検討の結果、セキュリティチームは19年4月、ゼロトラストのセキュリティ体制の構築に向けて米Microsoft製セキュリティ製品を導入する方向で検証に入った。従業員が使う端末を監視し、不審な動きがあれば通知する「EDR」(Endpoint Detection and Response)、モバイル端末を管理する「MDM」(Mobile Device Management)、クラウドへのアクセスを監視する「CASB」(Cloud Access Security Broker)などの製品の効果を検証した。オフィスの内外に関係なく、全ての通信を監視することで、社外での作業に対応する体制を整えた。
1社の製品で固めたのは「セキュリティ製品同士の相性が良くトラブルが少ない」「Windows端末だけでなくMacなども一括で管理できる」というメリットがあるからという。
19年7月には上記の製品を本番環境に導入。8月にはZOZOテクノロジーズでリモートワーク制度を始めた。親会社のZOZOでも同じプロセスで導入を進め、合計約1000人、3000台以上の端末を抱える両社のリモートワークを支えるセキュリティ体制を整えた。
導入の過程について荻原さんは「ZOZOテクノロジーズは、課題に対して今までにない手法で行動を起こすことを推奨しているのでスムーズだった」「みんな協力的に動いてくれて、感謝もしてくれるので、セキュリティチームもモチベーションが高いまま仕事ができた」と振り返る。これといった困難はなかったという。

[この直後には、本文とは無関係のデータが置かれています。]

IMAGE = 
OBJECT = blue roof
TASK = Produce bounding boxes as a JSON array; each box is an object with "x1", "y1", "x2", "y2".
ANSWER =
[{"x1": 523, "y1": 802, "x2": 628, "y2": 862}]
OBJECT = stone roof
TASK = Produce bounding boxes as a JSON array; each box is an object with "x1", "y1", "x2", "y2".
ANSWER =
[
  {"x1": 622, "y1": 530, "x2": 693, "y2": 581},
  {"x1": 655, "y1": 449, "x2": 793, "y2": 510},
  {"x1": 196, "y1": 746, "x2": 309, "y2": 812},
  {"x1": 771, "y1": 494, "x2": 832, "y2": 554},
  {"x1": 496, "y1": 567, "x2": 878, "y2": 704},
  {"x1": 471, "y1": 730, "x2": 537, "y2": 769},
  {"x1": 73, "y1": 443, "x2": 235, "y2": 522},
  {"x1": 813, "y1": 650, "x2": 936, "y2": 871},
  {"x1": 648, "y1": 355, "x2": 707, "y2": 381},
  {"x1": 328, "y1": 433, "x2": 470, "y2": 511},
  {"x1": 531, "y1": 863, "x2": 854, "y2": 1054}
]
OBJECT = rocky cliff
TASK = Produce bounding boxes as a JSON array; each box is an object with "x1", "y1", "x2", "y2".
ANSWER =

生産性を落とさずにリモートワークができる体制を構築する際に重要なことは何か。荻原さんは一言「運用コスト」と答えた。ここで言う運用コストは、金銭面はもちろん人的資源のことも含む。「製品を複数組み合わせたときにシンプルな運用ができるかがポイント」(荻原さん)という。

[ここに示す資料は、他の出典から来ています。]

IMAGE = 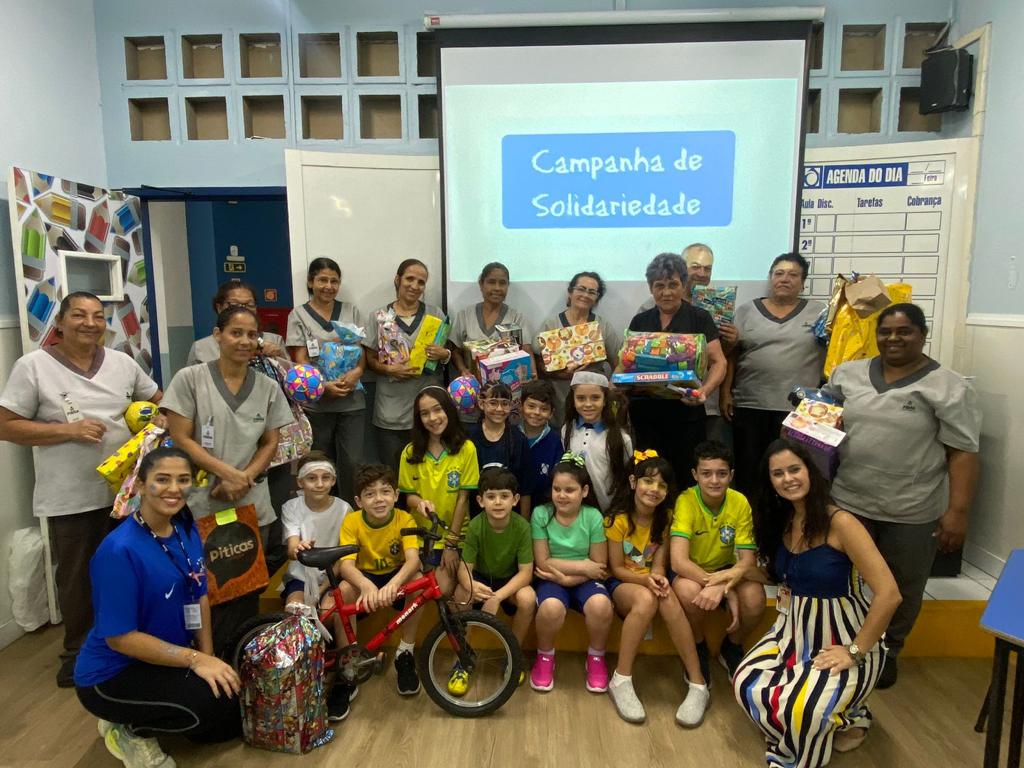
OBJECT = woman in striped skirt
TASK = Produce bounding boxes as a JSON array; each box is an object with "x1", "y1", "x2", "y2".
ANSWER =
[{"x1": 707, "y1": 439, "x2": 901, "y2": 767}]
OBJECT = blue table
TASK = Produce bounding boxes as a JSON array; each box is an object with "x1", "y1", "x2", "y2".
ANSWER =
[{"x1": 978, "y1": 549, "x2": 1024, "y2": 768}]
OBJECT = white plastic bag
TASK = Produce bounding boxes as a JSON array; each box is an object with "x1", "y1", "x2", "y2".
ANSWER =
[{"x1": 8, "y1": 527, "x2": 49, "y2": 631}]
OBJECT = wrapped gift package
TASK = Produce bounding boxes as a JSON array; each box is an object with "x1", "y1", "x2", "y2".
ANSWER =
[
  {"x1": 691, "y1": 285, "x2": 737, "y2": 327},
  {"x1": 96, "y1": 423, "x2": 164, "y2": 491},
  {"x1": 782, "y1": 398, "x2": 846, "y2": 479},
  {"x1": 374, "y1": 308, "x2": 412, "y2": 366},
  {"x1": 316, "y1": 342, "x2": 363, "y2": 384},
  {"x1": 538, "y1": 321, "x2": 607, "y2": 372},
  {"x1": 409, "y1": 315, "x2": 451, "y2": 374},
  {"x1": 241, "y1": 612, "x2": 332, "y2": 754},
  {"x1": 619, "y1": 332, "x2": 707, "y2": 379}
]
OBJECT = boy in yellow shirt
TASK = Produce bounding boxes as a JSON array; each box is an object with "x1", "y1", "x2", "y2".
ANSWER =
[
  {"x1": 335, "y1": 464, "x2": 422, "y2": 719},
  {"x1": 670, "y1": 441, "x2": 766, "y2": 681}
]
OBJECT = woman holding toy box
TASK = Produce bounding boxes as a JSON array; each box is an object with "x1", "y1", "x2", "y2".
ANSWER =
[{"x1": 536, "y1": 271, "x2": 620, "y2": 425}]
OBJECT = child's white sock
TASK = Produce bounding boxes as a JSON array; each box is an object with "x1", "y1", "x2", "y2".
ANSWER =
[
  {"x1": 611, "y1": 671, "x2": 631, "y2": 687},
  {"x1": 538, "y1": 648, "x2": 555, "y2": 656},
  {"x1": 688, "y1": 681, "x2": 709, "y2": 692},
  {"x1": 397, "y1": 640, "x2": 415, "y2": 655},
  {"x1": 587, "y1": 647, "x2": 605, "y2": 657}
]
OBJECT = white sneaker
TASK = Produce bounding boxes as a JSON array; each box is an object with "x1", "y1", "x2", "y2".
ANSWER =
[
  {"x1": 608, "y1": 677, "x2": 646, "y2": 723},
  {"x1": 675, "y1": 682, "x2": 710, "y2": 728},
  {"x1": 104, "y1": 724, "x2": 176, "y2": 768}
]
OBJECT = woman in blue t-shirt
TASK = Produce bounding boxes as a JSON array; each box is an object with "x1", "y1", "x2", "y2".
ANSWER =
[{"x1": 75, "y1": 447, "x2": 241, "y2": 767}]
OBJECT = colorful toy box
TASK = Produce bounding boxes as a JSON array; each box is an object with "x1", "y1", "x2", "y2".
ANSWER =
[
  {"x1": 611, "y1": 370, "x2": 702, "y2": 399},
  {"x1": 619, "y1": 332, "x2": 708, "y2": 379},
  {"x1": 782, "y1": 398, "x2": 846, "y2": 479},
  {"x1": 478, "y1": 349, "x2": 534, "y2": 389},
  {"x1": 537, "y1": 321, "x2": 607, "y2": 372},
  {"x1": 691, "y1": 285, "x2": 737, "y2": 327}
]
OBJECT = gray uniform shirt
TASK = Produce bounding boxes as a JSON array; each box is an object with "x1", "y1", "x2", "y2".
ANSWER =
[
  {"x1": 826, "y1": 357, "x2": 982, "y2": 524},
  {"x1": 450, "y1": 302, "x2": 530, "y2": 352},
  {"x1": 162, "y1": 362, "x2": 294, "y2": 525},
  {"x1": 732, "y1": 298, "x2": 826, "y2": 412},
  {"x1": 0, "y1": 347, "x2": 158, "y2": 517},
  {"x1": 285, "y1": 301, "x2": 366, "y2": 414},
  {"x1": 363, "y1": 302, "x2": 446, "y2": 431},
  {"x1": 186, "y1": 332, "x2": 286, "y2": 367}
]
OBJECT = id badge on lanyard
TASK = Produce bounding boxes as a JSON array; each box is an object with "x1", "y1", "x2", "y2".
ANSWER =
[
  {"x1": 777, "y1": 584, "x2": 792, "y2": 615},
  {"x1": 183, "y1": 603, "x2": 202, "y2": 630},
  {"x1": 61, "y1": 393, "x2": 83, "y2": 423},
  {"x1": 305, "y1": 338, "x2": 320, "y2": 358},
  {"x1": 201, "y1": 419, "x2": 215, "y2": 450}
]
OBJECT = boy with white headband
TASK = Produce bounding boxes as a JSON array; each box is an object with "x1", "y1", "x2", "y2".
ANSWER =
[{"x1": 281, "y1": 450, "x2": 353, "y2": 611}]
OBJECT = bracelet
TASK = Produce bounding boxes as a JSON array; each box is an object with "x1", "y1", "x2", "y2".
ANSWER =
[{"x1": 185, "y1": 650, "x2": 199, "y2": 676}]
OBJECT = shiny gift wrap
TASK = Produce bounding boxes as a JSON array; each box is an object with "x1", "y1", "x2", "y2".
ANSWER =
[{"x1": 240, "y1": 613, "x2": 332, "y2": 754}]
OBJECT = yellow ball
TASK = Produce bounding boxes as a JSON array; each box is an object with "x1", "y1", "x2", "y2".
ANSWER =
[{"x1": 124, "y1": 401, "x2": 158, "y2": 434}]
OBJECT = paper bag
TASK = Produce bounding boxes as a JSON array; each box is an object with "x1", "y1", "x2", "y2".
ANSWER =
[
  {"x1": 196, "y1": 505, "x2": 269, "y2": 605},
  {"x1": 844, "y1": 275, "x2": 891, "y2": 318}
]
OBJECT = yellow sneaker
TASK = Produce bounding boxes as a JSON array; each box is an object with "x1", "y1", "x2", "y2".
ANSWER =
[{"x1": 447, "y1": 664, "x2": 470, "y2": 697}]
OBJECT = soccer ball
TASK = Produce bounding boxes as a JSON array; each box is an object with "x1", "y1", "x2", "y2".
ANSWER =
[
  {"x1": 284, "y1": 364, "x2": 324, "y2": 402},
  {"x1": 448, "y1": 375, "x2": 480, "y2": 415},
  {"x1": 124, "y1": 401, "x2": 158, "y2": 434}
]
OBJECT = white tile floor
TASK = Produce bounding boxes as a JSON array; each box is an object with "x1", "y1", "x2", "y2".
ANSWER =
[{"x1": 924, "y1": 558, "x2": 997, "y2": 600}]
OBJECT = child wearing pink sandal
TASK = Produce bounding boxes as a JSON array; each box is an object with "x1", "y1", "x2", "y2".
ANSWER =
[{"x1": 530, "y1": 455, "x2": 613, "y2": 693}]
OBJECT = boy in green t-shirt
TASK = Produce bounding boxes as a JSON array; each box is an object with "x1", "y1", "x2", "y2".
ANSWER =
[
  {"x1": 454, "y1": 467, "x2": 536, "y2": 689},
  {"x1": 670, "y1": 441, "x2": 766, "y2": 680}
]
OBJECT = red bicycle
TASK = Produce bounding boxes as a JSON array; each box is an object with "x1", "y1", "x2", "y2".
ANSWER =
[{"x1": 227, "y1": 512, "x2": 524, "y2": 717}]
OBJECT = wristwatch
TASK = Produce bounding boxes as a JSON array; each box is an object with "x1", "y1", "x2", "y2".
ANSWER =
[{"x1": 847, "y1": 643, "x2": 866, "y2": 665}]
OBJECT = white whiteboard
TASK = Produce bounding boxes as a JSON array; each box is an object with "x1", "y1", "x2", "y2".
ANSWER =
[
  {"x1": 802, "y1": 139, "x2": 977, "y2": 369},
  {"x1": 285, "y1": 150, "x2": 442, "y2": 318}
]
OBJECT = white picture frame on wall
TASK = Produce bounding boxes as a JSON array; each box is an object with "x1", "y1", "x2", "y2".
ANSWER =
[{"x1": 57, "y1": 250, "x2": 125, "y2": 302}]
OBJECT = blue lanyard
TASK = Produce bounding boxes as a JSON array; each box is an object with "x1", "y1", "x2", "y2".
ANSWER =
[{"x1": 135, "y1": 513, "x2": 202, "y2": 602}]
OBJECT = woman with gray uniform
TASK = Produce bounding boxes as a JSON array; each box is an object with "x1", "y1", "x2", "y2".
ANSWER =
[
  {"x1": 0, "y1": 291, "x2": 160, "y2": 687},
  {"x1": 825, "y1": 302, "x2": 981, "y2": 689},
  {"x1": 287, "y1": 257, "x2": 366, "y2": 502},
  {"x1": 162, "y1": 305, "x2": 294, "y2": 652},
  {"x1": 363, "y1": 258, "x2": 450, "y2": 469},
  {"x1": 721, "y1": 253, "x2": 825, "y2": 496}
]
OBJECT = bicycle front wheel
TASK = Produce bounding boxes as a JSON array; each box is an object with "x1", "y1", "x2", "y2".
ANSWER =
[{"x1": 417, "y1": 609, "x2": 524, "y2": 717}]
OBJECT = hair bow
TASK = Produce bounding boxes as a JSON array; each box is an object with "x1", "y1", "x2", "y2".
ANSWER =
[
  {"x1": 559, "y1": 451, "x2": 586, "y2": 467},
  {"x1": 633, "y1": 449, "x2": 659, "y2": 463}
]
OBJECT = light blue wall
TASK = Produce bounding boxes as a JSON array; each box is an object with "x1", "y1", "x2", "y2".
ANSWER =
[
  {"x1": 93, "y1": 0, "x2": 955, "y2": 188},
  {"x1": 949, "y1": 0, "x2": 1023, "y2": 316}
]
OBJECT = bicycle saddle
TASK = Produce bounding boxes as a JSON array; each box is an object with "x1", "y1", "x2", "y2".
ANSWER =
[{"x1": 297, "y1": 545, "x2": 360, "y2": 570}]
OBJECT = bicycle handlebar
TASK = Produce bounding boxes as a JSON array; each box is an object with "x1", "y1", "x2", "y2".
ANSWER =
[{"x1": 400, "y1": 527, "x2": 442, "y2": 542}]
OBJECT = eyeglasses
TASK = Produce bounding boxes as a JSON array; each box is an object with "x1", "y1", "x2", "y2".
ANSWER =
[
  {"x1": 226, "y1": 302, "x2": 258, "y2": 311},
  {"x1": 483, "y1": 398, "x2": 512, "y2": 408},
  {"x1": 572, "y1": 286, "x2": 599, "y2": 297}
]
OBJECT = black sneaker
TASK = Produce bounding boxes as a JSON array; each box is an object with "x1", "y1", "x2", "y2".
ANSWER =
[
  {"x1": 876, "y1": 653, "x2": 898, "y2": 689},
  {"x1": 327, "y1": 682, "x2": 356, "y2": 722},
  {"x1": 395, "y1": 650, "x2": 421, "y2": 695},
  {"x1": 695, "y1": 641, "x2": 712, "y2": 690},
  {"x1": 56, "y1": 657, "x2": 76, "y2": 688},
  {"x1": 718, "y1": 638, "x2": 745, "y2": 679}
]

別々のツールを導入し、それぞれに異なるセキュリティ基準を設定して運用すると、管理する人間を増員する必要が生じるという。1社の製品でまとめた理由の一つとしてWindows端末もMac端末も一元管理できることを前に挙げたが、これも人的コストを抑えることを重視した結果だった。
同社は今後、デバイス管理ツールなどから得られるデータを会社の運営に生かせないかと検討している。セキュリティ面での活用はもちろん、取得したログデータを基に、業務で使っているSaaSの利用状況を調査して棚卸しするといった、セキュリティ以外の場面での活用も探っていくという。